Pero Mazón no es el único responsable de esta tragedia. Existen responsabilidades compartidas. La descoordinación entre ambas administraciones ha sido absoluta y ha generado un auténtico caos.
La vicepresidenta tercera del Gobierno y ministra de Transición Ecológica, Teresa Ribera, jefa de las confederaciones hidrográficas, encargadas de la gestión de las presas y los ríos vinculados con la tragedia y de la Aemet que es el organismo encargado de alertar sobre este tipo de episodios naturales, ha estado más pendiente de su nombramiento en Europa, como vicepresidenta europea encargada de supervisar todo lo relacionado con el clima y el medio ambiente que de su responsabilidad al frente del Ministerio de Transición Ecológica. Hasta el día de hoy ni siquiera ha tenido la decencia de visitar las zonas afectadas.
Tampoco se le ha visto a la vicepresidenta del Gobierno y ministra de Trabajo Yolanda Díaz que le faltó tiempo para ir a las playas de Galicia a recoger “pellets”, junto a su amigo del alma Iñigo Errejón, claro que entonces estábamos en plena campaña electoral y había que hacerse la foto aunque fuera a costa de un montaje y una mentira, como fue la llegada de pellets a la costa de Galicia que no tuvo el menor impacto medioambiental en sus playas, como sí ocurrió con el Prestige. Normal en un partido como Sumar, donde su portavoz Aina Vidal dijo que los diputados no estaban para ir a Valencia a achicar agua. Algunos seguimos preguntándonos que hacen sus señorías en el Parlamento.
Tampoco se salva la ministra de Defensa, Margarita Robles que durante los primeros días de la tragedia, afirmó que el Ejército no estaba para socorrer a los damnificados. “No podemos pretender que en un país el Ejército lo haga todo”. Unas afirmaciones absolutamente deplorables de quien es la responsable de las Fuerzas Armadas. Si ese no era el momento para que interviniera el Ejército con todos sus efectivos militares, ayudando a la población, no sé cuando lo será.

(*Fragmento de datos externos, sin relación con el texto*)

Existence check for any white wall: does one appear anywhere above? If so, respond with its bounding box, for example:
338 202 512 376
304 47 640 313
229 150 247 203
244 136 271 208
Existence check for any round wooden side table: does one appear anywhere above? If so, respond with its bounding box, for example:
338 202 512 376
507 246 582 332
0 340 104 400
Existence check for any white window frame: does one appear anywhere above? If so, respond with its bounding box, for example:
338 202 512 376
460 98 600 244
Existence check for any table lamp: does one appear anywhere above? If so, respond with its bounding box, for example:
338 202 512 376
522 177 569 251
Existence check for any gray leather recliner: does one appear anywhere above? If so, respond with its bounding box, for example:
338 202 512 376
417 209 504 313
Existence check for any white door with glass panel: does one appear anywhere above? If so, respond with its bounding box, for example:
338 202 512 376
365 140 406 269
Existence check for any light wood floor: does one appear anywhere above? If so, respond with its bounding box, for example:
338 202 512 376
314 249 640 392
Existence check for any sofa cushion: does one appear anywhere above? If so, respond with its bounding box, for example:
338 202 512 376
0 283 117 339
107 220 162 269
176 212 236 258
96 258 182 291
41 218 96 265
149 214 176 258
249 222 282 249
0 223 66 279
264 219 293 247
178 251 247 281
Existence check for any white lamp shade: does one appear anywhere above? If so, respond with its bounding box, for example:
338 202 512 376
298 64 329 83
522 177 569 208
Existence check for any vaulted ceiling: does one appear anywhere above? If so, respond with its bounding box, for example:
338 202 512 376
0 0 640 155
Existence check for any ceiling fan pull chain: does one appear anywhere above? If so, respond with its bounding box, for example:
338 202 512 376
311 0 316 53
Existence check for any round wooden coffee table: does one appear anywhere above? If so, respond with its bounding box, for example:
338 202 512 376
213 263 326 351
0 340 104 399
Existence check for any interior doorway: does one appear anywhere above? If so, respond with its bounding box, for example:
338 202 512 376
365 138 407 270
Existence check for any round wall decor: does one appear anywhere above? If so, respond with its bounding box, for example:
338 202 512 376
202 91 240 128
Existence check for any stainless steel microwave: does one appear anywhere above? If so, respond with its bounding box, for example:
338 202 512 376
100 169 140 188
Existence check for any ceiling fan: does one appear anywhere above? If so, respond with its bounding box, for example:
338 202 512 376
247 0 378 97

Pero, sin duda, quien más responsabilidad tiene es el presidente del Gobierno Pedro Sánchez que no tomó desde el primer momento las riendas de la situación, declarando el estado de emergencia nacional porque había varias comunidades afectadas como: la Comunidad Valenciana, Castilla La Mancha, Cataluña y Andalucía.
Sánchez era conocedor de la situación que se estaba viviendo en los municipios afectados desde el primer momento. Pero, en lugar de mandar recursos y medios de forma inmediata con el despliegue del Ejercito se limitó a decir que si el Gobierno de la Generalitat necesitaba más medios, que los pidiera. No es, desde luego, la actuación que se espera de un presidente del Gobierno que el día que visitó Paiporta en lugar de permanecer con la gente, como hizo el rey y la reina, salió huyendo de manera cobarde.
Cuando todo esto se serene un poco será el momento de exigir responsabilidades políticas. De momento, ahora mismo lo urgente es encontrar a los desparecidos y prestar toda la ayuda a los damnificados por esta terrible tragedia.